Вид на счастье (СИ) - Гут Этта
Шрифт:
Интервал:
Закладка:
Да нет, не может же быть, чтобы… Денис и сам не понял, что собрался делать, когда по ту сторону стекла на подоконник прямо ему под нос вспрыгнул одноухий полосатый кот и заорал, скаля клыки и пуча единственный глаз.
— Едрить… — выдохнул, почти выкрикнул Денис и, от неожиданности потеряв равновесие, сверзился вниз.

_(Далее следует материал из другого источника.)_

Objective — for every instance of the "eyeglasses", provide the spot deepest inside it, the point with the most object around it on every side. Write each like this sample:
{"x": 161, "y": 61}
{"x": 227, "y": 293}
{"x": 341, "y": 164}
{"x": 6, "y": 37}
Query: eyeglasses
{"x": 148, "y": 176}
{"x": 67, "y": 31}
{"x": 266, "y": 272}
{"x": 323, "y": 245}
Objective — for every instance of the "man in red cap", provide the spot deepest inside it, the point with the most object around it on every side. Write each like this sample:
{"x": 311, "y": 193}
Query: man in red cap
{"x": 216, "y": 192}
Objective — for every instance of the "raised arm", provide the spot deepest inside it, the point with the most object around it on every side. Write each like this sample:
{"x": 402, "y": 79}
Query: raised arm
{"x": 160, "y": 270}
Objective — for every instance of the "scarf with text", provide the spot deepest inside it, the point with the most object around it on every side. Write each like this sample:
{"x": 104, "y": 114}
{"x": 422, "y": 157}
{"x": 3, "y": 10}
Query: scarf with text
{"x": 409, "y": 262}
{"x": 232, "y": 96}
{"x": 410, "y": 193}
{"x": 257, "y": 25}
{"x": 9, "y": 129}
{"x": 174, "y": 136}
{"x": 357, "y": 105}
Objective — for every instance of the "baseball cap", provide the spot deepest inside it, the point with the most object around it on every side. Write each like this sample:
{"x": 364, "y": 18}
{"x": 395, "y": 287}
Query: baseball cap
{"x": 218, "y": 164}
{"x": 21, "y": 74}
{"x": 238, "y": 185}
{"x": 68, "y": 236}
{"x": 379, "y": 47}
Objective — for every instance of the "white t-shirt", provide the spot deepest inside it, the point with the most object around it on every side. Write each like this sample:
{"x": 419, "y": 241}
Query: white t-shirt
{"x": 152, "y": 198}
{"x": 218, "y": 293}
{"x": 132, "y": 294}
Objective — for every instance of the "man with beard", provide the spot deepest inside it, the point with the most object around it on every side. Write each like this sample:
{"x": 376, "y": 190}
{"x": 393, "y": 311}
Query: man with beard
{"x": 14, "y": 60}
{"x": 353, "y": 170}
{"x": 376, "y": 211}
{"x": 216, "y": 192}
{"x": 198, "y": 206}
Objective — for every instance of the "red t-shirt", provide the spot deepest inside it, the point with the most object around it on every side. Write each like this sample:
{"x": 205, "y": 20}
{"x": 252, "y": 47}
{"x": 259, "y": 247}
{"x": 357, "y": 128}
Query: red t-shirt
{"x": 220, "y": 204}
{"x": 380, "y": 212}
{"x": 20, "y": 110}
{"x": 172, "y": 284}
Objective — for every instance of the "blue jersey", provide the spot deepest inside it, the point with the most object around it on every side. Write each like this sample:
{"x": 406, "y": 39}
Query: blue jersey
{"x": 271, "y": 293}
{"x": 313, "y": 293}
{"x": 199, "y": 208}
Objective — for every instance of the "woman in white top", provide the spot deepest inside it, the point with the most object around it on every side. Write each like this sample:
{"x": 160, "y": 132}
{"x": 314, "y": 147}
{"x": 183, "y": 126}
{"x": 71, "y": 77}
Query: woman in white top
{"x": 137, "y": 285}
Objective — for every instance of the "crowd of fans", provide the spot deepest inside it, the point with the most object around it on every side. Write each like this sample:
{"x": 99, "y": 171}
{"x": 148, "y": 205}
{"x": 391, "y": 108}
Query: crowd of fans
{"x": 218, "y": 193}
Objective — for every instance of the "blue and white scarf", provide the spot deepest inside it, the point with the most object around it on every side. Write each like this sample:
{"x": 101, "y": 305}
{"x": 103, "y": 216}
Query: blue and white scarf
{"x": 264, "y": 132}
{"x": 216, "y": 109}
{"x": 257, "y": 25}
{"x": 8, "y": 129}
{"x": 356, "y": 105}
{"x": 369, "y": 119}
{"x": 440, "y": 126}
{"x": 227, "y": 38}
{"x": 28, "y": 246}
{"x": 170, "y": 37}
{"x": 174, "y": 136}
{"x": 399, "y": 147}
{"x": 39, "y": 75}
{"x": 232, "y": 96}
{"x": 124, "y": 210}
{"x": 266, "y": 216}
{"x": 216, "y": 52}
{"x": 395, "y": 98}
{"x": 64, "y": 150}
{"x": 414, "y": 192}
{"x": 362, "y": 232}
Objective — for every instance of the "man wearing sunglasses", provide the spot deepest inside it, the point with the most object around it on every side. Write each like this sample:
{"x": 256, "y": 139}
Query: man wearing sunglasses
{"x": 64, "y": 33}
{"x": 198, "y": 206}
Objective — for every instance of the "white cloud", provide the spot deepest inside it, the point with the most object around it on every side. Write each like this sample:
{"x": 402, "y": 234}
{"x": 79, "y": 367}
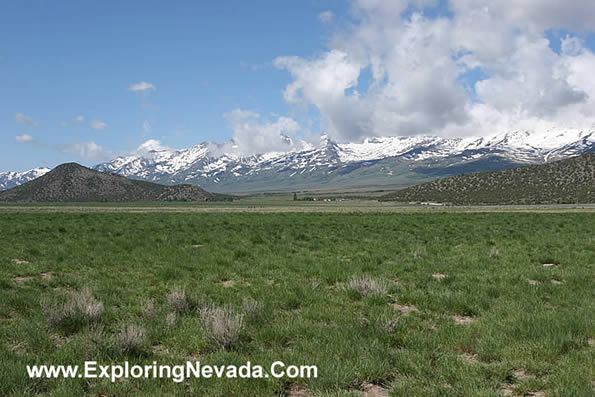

Особо больно не было — снег принял ласково, но от общего изумления тело будто приморозило. Ни рукой шевельнуть, ни ногой. Только лежать и вращать ошалело глазами, попутно разевая рот.
В доме затопотали, загавкала собака, явно проспавшая чужое присутствие и теперь отрабатывавшая пайку с особым усердием, распахнулась дверь.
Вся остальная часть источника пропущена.